Apparently my subconscious has been working deeply for the last two years on the conundrum of the great sibling debate, working itself out in the dog listings. Because it was clear we were never going to get a dog; my husband made sure I knew that he was not interested in that at all. It was a hobby.

But this is probably akin to people being curious about seeing a real live hooker for the first time, not to, you know, DO THAT, but just because, like, it’s so seedy and I want to see. Slumming it. Being a tourist through the underworld. So they ask someone where they can find one to look at, then drive by the streetwalkers, staring, and are thrilled in a weird way. How did she get there? What’s her story? Is she particularly gifted? This leads to Craigslist to look more deeply, just because, you know, they’re intrigued. And some of the ads are really, like, super-specific. And interesting. And, wow, just…wow. I mean, it’s all right there in front of you, all the weirdness you never knew existed explained in vivid detail; not only that, ON OFFER. So, like, um. Why not?

Yeah, that’s me. So when I mentioned to my husband that I was thinking about a dog, he had no idea of the enormity of the iceberg underneath the surface. He didn’t actually know that I knew more facts and figures about dogs than most people I know who own dogs. He had no idea that I had narrowed down selections, that I was pretty interested in rat terriers, that nothing over 25 pounds would be making it through the door. That I had found a number of very interesting possibilities.
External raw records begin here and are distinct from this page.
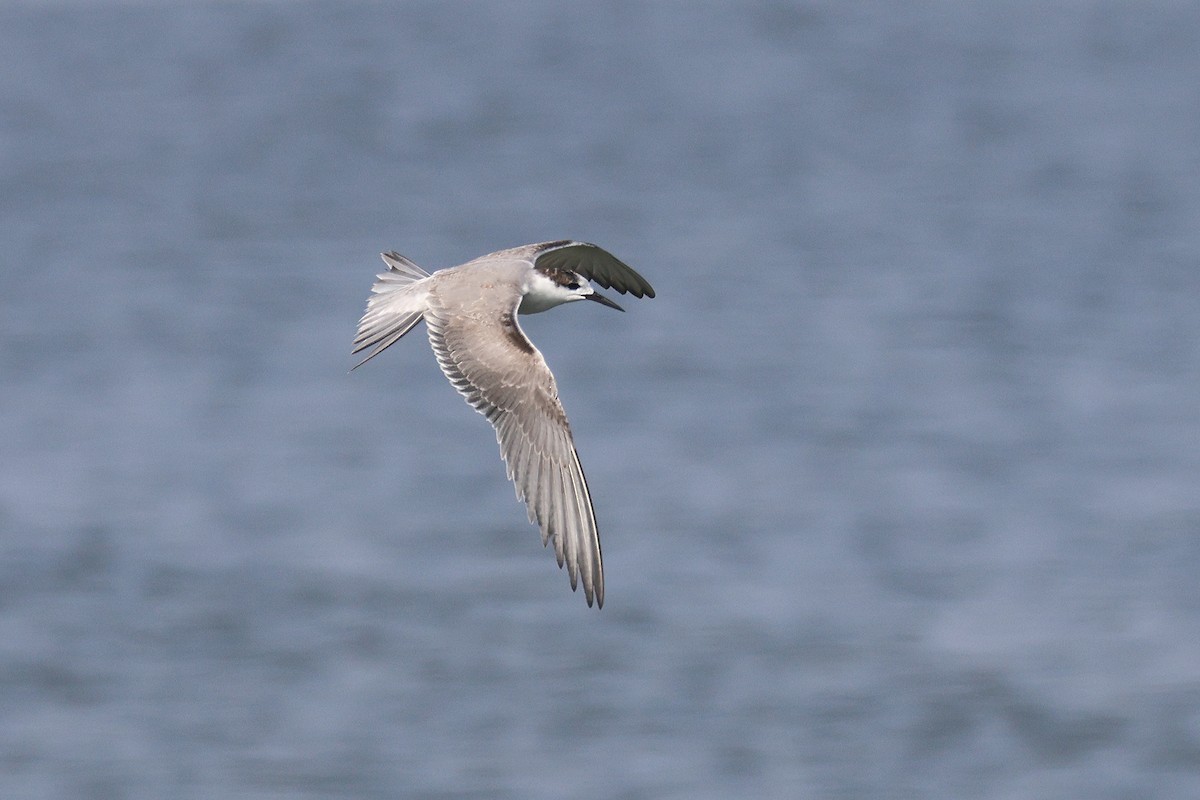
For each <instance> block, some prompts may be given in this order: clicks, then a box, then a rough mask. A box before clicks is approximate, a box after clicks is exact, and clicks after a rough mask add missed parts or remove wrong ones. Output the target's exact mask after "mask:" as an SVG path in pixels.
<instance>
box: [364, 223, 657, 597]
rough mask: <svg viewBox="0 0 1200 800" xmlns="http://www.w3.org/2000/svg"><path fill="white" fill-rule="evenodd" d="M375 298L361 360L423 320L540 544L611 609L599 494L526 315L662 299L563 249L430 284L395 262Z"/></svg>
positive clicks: (578, 250) (535, 255) (462, 272)
mask: <svg viewBox="0 0 1200 800" xmlns="http://www.w3.org/2000/svg"><path fill="white" fill-rule="evenodd" d="M383 260H384V263H385V264H386V265H388V270H386V271H385V272H382V273H380V275H379V276H378V279H377V281H376V284H374V285H373V287H372V288H371V297H370V299H368V300H367V309H366V313H365V314H364V315H362V319H360V320H359V330H358V336H355V338H354V350H353V351H354V353H360V351H361V350H365V349H367V348H371V351H370V353H368V354H367V356H366V357H365V359H362V361H360V362H359V363H356V365H355V368H358V367H361V366H362V365H364V363H366V362H367V361H370V360H371V359H373V357H374V356H377V355H379V354H380V353H383V351H384V350H385V349H388V348H389V347H391V345H392V344H394V343H395V342H396V341H397V339H400V337H402V336H403V335H404V333H407V332H408V331H410V330H412V329H413V327H414V326H415V325H416V324H418V323H419V321H421V320H422V319H424V320H425V323H426V326H427V329H428V335H430V344H431V345H432V347H433V355H434V356H437V360H438V366H440V367H442V372H443V373H445V377H446V378H448V379H449V380H450V383H451V385H454V387H455V389H456V390H458V393H460V395H462V396H463V397H466V398H467V402H468V403H469V404H470V405H472V407H473V408H474V409H475V410H476V411H479V413H480V414H482V415H484V416H486V417H487V421H488V422H491V423H492V427H494V428H496V438H497V440H498V441H499V443H500V456H502V457H503V458H504V463H505V465H506V471H508V477H509V480H510V481H512V482H514V485H515V487H516V493H517V499H520V500H523V501H524V504H526V506H527V507H528V510H529V522H532V523H536V525H538V527H539V528H540V529H541V542H542V545H548V543H550V542H554V554H556V557H557V558H558V566H559V567H562V566H563V565H564V564H565V565H566V572H568V575H569V576H570V578H571V589H572V590H575V589H576V587H577V585H578V583H580V579H581V578H582V583H583V594H584V595H586V596H587V601H588V606H592V603H593V601H594V602H595V603H596V606H599V607H602V606H604V564H602V563H601V560H600V534H599V531H598V530H596V521H595V512H594V511H593V509H592V494H590V493H589V492H588V483H587V480H586V479H584V476H583V468H582V467H581V465H580V456H578V453H577V452H576V451H575V440H574V437H572V435H571V426H570V423H569V422H568V421H566V414H565V411H564V410H563V404H562V403H560V402H559V399H558V387H557V385H556V384H554V375H553V374H552V373H551V372H550V367H548V366H546V360H545V359H544V357H542V355H541V353H540V351H539V350H538V348H535V347H534V345H533V342H530V341H529V338H528V337H527V336H526V335H524V331H522V330H521V325H520V324H518V323H517V315H518V314H536V313H539V312H542V311H547V309H550V308H553V307H554V306H560V305H563V303H566V302H574V301H576V300H594V301H595V302H599V303H601V305H604V306H608V307H610V308H616V309H617V311H624V308H622V307H620V306H618V305H617V303H616V302H613V301H612V300H610V299H608V297H606V296H604V295H602V294H599V293H598V291H596V290H595V289H594V288H593V287H592V282H595V283H598V284H600V285H601V287H604V288H606V289H613V290H616V291H619V293H622V294H625V293H629V294H631V295H634V296H635V297H653V296H654V288H653V287H650V284H649V283H648V282H647V281H646V278H643V277H642V276H641V275H638V273H637V272H635V271H634V270H632V269H631V267H629V266H628V265H625V264H623V263H622V261H620V260H619V259H617V258H616V257H614V255H612V254H611V253H608V252H607V251H605V249H601V248H600V247H596V246H595V245H589V243H588V242H581V241H571V240H562V241H552V242H541V243H538V245H524V246H522V247H514V248H511V249H502V251H499V252H496V253H490V254H487V255H481V257H480V258H476V259H474V260H472V261H468V263H466V264H461V265H458V266H451V267H449V269H445V270H438V271H437V272H433V273H432V275H430V273H428V272H426V271H425V270H422V269H421V267H419V266H416V264H414V263H413V261H410V260H408V259H407V258H404V257H403V255H401V254H398V253H395V252H392V253H383Z"/></svg>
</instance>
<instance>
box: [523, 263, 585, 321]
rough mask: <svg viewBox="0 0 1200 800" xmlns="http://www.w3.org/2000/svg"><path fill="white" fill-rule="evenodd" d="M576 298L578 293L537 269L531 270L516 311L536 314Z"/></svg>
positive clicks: (531, 313)
mask: <svg viewBox="0 0 1200 800" xmlns="http://www.w3.org/2000/svg"><path fill="white" fill-rule="evenodd" d="M578 299H580V295H578V294H577V293H575V291H571V290H569V289H564V288H563V287H560V285H558V284H557V283H554V282H553V281H551V279H550V278H547V277H546V276H545V275H542V273H541V272H539V271H538V270H532V271H530V272H529V281H528V283H527V284H526V290H524V294H523V295H522V296H521V305H520V306H518V307H517V313H518V314H536V313H540V312H544V311H548V309H551V308H553V307H554V306H562V305H563V303H564V302H569V301H571V300H578Z"/></svg>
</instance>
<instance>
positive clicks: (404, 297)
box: [350, 252, 430, 369]
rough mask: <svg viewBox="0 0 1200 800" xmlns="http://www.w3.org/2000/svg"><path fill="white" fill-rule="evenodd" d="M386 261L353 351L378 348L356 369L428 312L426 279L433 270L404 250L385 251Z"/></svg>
mask: <svg viewBox="0 0 1200 800" xmlns="http://www.w3.org/2000/svg"><path fill="white" fill-rule="evenodd" d="M383 260H384V263H385V264H386V265H388V271H386V272H380V273H379V275H378V276H377V277H378V279H377V281H376V284H374V285H373V287H371V297H370V299H368V300H367V311H366V313H365V314H362V319H360V320H359V332H358V335H356V336H355V337H354V349H353V350H350V353H359V351H360V350H365V349H366V348H368V347H373V348H374V349H373V350H371V353H368V354H367V357H365V359H362V361H359V362H358V363H356V365H354V366H353V367H352V369H358V368H359V367H361V366H362V365H364V363H366V362H367V361H370V360H371V359H373V357H376V356H377V355H379V354H380V353H383V351H384V350H386V349H388V348H389V347H391V345H392V344H395V343H396V342H397V341H398V339H400V337H401V336H403V335H404V333H407V332H408V331H410V330H413V326H414V325H416V323H419V321H421V318H422V317H424V314H425V306H426V301H427V297H428V289H427V288H426V287H425V285H424V282H425V278H427V277H430V273H428V272H426V271H425V270H422V269H421V267H419V266H418V265H416V264H413V263H412V261H410V260H408V259H407V258H404V257H403V255H401V254H400V253H395V252H392V253H383Z"/></svg>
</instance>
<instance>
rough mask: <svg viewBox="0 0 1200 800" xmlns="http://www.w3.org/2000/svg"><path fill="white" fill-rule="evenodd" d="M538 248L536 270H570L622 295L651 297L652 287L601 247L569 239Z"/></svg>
mask: <svg viewBox="0 0 1200 800" xmlns="http://www.w3.org/2000/svg"><path fill="white" fill-rule="evenodd" d="M539 247H540V248H542V249H541V251H540V252H539V254H538V255H536V258H535V259H534V264H535V265H536V266H539V267H547V266H548V267H557V269H566V270H571V271H572V272H578V273H580V275H582V276H583V277H586V278H587V279H589V281H595V282H596V283H599V284H600V285H602V287H604V288H606V289H616V290H617V291H619V293H622V294H625V293H626V291H628V293H629V294H631V295H634V296H635V297H642V296H646V297H653V296H654V287H652V285H650V284H649V282H648V281H647V279H646V278H643V277H642V276H641V275H638V273H637V272H635V271H634V269H632V267H630V266H629V265H628V264H624V263H623V261H622V260H620V259H618V258H617V257H616V255H613V254H612V253H610V252H608V251H606V249H604V248H602V247H596V246H595V245H589V243H588V242H582V241H570V240H563V241H554V242H546V243H545V245H539Z"/></svg>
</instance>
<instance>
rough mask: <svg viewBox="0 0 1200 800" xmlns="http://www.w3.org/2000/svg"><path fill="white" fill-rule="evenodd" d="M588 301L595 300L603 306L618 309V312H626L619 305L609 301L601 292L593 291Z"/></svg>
mask: <svg viewBox="0 0 1200 800" xmlns="http://www.w3.org/2000/svg"><path fill="white" fill-rule="evenodd" d="M587 299H588V300H595V301H596V302H598V303H600V305H601V306H608V307H610V308H616V309H617V311H625V309H624V308H622V307H620V306H618V305H617V303H614V302H613V301H612V300H608V299H607V297H605V296H604V295H602V294H600V293H599V291H593V293H592V294H589V295H587Z"/></svg>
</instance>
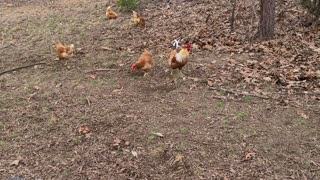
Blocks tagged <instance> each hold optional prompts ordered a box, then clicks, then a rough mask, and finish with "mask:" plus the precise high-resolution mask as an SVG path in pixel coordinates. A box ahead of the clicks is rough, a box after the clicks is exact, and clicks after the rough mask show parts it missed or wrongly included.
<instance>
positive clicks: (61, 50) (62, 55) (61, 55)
mask: <svg viewBox="0 0 320 180" xmlns="http://www.w3.org/2000/svg"><path fill="white" fill-rule="evenodd" d="M56 53H57V56H58V58H59V60H61V59H69V58H71V57H72V56H73V53H74V45H73V44H71V45H68V46H64V45H62V44H61V42H60V41H56Z"/></svg>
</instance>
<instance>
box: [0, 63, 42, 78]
mask: <svg viewBox="0 0 320 180" xmlns="http://www.w3.org/2000/svg"><path fill="white" fill-rule="evenodd" d="M41 64H47V63H44V62H42V63H35V64H29V65H26V66H21V67H17V68H14V69H10V70H7V71H4V72H1V73H0V76H1V75H3V74H6V73H9V72H13V71H16V70H19V69H24V68H28V67H32V66H36V65H41Z"/></svg>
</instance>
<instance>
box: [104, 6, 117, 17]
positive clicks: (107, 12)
mask: <svg viewBox="0 0 320 180" xmlns="http://www.w3.org/2000/svg"><path fill="white" fill-rule="evenodd" d="M106 16H107V18H108V19H117V18H118V15H117V13H115V12H114V11H112V9H111V6H109V7H108V8H107V11H106Z"/></svg>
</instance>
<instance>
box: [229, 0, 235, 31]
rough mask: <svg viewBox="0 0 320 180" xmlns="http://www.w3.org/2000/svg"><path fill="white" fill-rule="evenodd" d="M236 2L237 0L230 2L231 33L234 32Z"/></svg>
mask: <svg viewBox="0 0 320 180" xmlns="http://www.w3.org/2000/svg"><path fill="white" fill-rule="evenodd" d="M236 1H237V0H231V3H232V14H231V18H230V26H231V27H230V28H231V32H233V31H234V16H235V11H236Z"/></svg>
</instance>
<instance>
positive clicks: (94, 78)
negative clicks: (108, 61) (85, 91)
mask: <svg viewBox="0 0 320 180" xmlns="http://www.w3.org/2000/svg"><path fill="white" fill-rule="evenodd" d="M89 78H91V79H96V78H97V75H94V74H90V75H89Z"/></svg>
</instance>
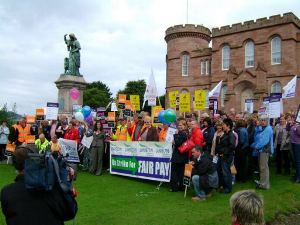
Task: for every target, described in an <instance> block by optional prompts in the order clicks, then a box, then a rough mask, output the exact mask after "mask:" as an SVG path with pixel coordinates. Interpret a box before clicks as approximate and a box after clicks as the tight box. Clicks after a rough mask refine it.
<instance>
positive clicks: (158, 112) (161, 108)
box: [151, 105, 163, 126]
mask: <svg viewBox="0 0 300 225" xmlns="http://www.w3.org/2000/svg"><path fill="white" fill-rule="evenodd" d="M162 110H163V108H162V107H161V106H160V105H158V106H152V112H151V117H152V124H153V126H160V125H162V123H160V122H159V121H158V114H159V112H160V111H162Z"/></svg>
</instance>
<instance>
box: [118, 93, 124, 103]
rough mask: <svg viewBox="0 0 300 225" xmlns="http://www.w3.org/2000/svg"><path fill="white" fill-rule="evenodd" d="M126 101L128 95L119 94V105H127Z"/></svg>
mask: <svg viewBox="0 0 300 225" xmlns="http://www.w3.org/2000/svg"><path fill="white" fill-rule="evenodd" d="M125 101H126V95H124V94H119V103H125Z"/></svg>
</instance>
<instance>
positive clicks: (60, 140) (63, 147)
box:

That I was particularly fond of a dog named Rhea, a spaniel mix who won me over with her cream colored coat, bat-like ears, and two pictures on the Humane Society Website which worked their way into my heart just like a flesh-boring-insect, one where she was lying down with her head between her paws looking up at the camera as if waiting for me specifically to come to her rescue; the next one where she had hopped up, alert to greet me, and so excited that she was finally going home.

In an alarming epiphany I realized that I was planning on going to the Humane Society just to, like, you know, visit. I also discovered that I had not even discussed this with myself much less my husband, that I had been operating on the purest instinctual level. I had been searching and trawling and looking high and low for a companion for my son for two years, and I didn’t even know it. I had been looking for a sibling analogue, an animal who would unconditionally love him no matter what, who wouldn’t reprimand him about his potty talk, who would hang out with him when everyone was tired, who would play catch with him and run with him for hours, with whom he could find solace when Dad and Mom were just being too damned intense.

I finally showed Lars the depth of the iceberg which he was unwittingly bearing down upon. I explained myself. I knew he was completely taken off guard, since he thought I also didn’t want a dog. I mean, we’re cat people, right? But in the conversation was the admission that our ship has sailed, and it is without a sibling for our son. We’ve never marked the passage of that milestone, and it’s very sad. We were too tired and we let time decide for us. Now, no sibling.

Rhea got adopted soon after I revealed the iceberg. I looked up the Humane Society website again, and she wasn’t on it anymore. I cried. I cried because she was gone, but I also cried because we hadn’t realized the importance of bringing our son a companion into this world, who was his friend and adversary, his partner to rumble with, a person with whom he could collaborate against the two bigger people running the show, even if it was just under the covers at night, giggling. The adult in the future who he could bond with over the struggles of dealing with their nutty parents when we’re too damned old or sick to be anything but a pain in the ass.

We’re a trinity: The Father, The Loon and Holy Smokes. But I wish we had had the foresight to realize that quadrangles are more stable.

•   •   •

I've looked at the Humane Society website a few times since Rhea was adopted, but without any real enthusiasm. Once I realized that it wasn’t just a dog that I wanted, my heart broke a little bit. I’m mourning for what hasn’t happened.

Sometimes a thing is just a thing, and sometimes it’s some other thing altogether.